Zamanı algılayışımız kendimizi ve dünyayı algılayışımızla ilişkili olduğu için öznel bir yapıdadır.
Zamanın geçiş hızı, gün içinde zamanı nasıl hissettiğimiz, bellekte neleri tuttuğumuz, neleri çağırdığımız gibi meseleler öznelliğin yapısını anlamamıza yardımcı olabilir.
Kişinin dünyayı algılayışını ve onunla kurduğu ilişkiyi betimleyen “kişilik örgütlenmelerinin” dünyayı algılamalarında benzer örüntüler gözükür. Örneğin sınırda bir örgütlenmenin nesne sürekliliğini sağlayacak bir ego kapasitesi gelişemediği için, bekleme kapasitesi ile çok ilişkili olan zamanı kendince algılar.
Bu algıda “zamanı öldürmek” nesnenin ayrılığını inkar etme biçimindedir. (Williams, 2007) Aşırı rastgele cinsellik, madde kullanımı, kendine zarar verici davranışlar gibi eyleme vurmalarda sıklıkla kullanılan davranışlar da zaman öldürmenin biçimleridir. Kişi nesnenin ayrılığını görmeme üzerine işleyen iç gerçekliğini dışarıya yansıtarak onu yaşatmaya çalışır. Nesnenin kişiden ayrı ve onu terk etme potansiyeli olduğunu reddetmek zamanı öldürmekle mümkün olabilir.
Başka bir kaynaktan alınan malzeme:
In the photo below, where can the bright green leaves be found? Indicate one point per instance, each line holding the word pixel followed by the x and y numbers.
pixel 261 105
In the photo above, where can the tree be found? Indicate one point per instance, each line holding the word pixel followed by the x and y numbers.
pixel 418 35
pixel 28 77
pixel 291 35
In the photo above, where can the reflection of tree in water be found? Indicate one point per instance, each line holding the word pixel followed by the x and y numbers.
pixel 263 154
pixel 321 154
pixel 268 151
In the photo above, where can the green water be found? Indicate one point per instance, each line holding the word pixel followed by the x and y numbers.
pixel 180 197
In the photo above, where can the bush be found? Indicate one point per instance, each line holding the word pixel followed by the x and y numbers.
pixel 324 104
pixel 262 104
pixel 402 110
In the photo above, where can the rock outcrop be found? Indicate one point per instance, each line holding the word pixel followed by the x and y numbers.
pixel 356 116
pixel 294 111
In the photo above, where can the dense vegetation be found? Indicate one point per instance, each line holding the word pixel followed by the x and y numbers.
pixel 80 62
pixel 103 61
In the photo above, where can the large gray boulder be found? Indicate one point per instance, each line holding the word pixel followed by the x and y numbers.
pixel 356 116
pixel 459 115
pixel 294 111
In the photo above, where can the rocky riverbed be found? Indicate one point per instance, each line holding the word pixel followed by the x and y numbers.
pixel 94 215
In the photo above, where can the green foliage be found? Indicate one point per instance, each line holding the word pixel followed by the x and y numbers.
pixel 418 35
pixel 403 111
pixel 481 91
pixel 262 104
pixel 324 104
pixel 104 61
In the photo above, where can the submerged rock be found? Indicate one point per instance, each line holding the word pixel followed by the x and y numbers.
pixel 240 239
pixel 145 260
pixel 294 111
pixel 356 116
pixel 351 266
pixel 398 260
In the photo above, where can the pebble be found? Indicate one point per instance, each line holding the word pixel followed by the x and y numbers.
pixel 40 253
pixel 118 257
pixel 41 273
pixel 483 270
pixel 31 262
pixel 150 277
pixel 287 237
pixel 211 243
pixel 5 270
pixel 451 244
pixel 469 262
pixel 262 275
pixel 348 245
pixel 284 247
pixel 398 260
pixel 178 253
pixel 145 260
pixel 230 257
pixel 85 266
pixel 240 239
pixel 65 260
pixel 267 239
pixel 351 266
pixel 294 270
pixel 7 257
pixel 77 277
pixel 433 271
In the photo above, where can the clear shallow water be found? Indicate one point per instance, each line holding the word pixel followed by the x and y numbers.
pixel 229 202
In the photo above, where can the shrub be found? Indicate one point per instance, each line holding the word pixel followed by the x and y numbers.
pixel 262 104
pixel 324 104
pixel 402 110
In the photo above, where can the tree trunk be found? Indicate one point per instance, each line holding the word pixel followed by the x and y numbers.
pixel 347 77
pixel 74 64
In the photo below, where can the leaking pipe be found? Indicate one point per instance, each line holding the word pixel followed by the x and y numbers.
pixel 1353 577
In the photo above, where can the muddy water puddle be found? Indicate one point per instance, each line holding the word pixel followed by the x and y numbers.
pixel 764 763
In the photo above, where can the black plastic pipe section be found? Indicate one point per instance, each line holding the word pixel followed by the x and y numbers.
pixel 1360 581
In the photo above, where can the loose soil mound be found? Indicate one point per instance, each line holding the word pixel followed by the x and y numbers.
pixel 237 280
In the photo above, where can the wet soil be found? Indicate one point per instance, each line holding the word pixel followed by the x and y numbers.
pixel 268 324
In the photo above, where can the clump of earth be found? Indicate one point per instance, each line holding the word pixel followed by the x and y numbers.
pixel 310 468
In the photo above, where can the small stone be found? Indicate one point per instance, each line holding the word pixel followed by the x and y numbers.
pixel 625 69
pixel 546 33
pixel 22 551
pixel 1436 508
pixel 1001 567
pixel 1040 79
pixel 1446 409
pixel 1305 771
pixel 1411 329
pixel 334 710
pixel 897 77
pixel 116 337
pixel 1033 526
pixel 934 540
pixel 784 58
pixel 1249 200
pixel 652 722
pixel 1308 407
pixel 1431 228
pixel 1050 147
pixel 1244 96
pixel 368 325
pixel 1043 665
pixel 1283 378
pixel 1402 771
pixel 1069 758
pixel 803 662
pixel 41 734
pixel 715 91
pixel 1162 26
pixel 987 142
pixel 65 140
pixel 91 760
Dünyayla daha narsisistik ilişkilenme biçimleri, nesneye olan bağımlılığın inkarı ile gözükür. Zamanı ilk algılayışımız nesnenin ayrılığını ve ona bağımlılığını fark etmek üzerine geliştiğinden nesneye olan bağımlılığı inkar etmenin zamanı öldürmekle daha farklı bir ilişkisi vardır. Burada daha çok, kocaman ayrılmaz bir kapsül zaman algısı vardır. Nesneye olan bağımlılığı öldürmeye hizmet eder ve kişinin kendi zaman algısının tüm dıs gerçekliğe genişlemesi söz konusudur.
Zaman tarafından; nesnenin ayrılığı, nesneye olan bağımlılık ve nesnenin sınırlılıkları tarafından öldürülmektense zamanı öldürmek güçlü bir savunmadır.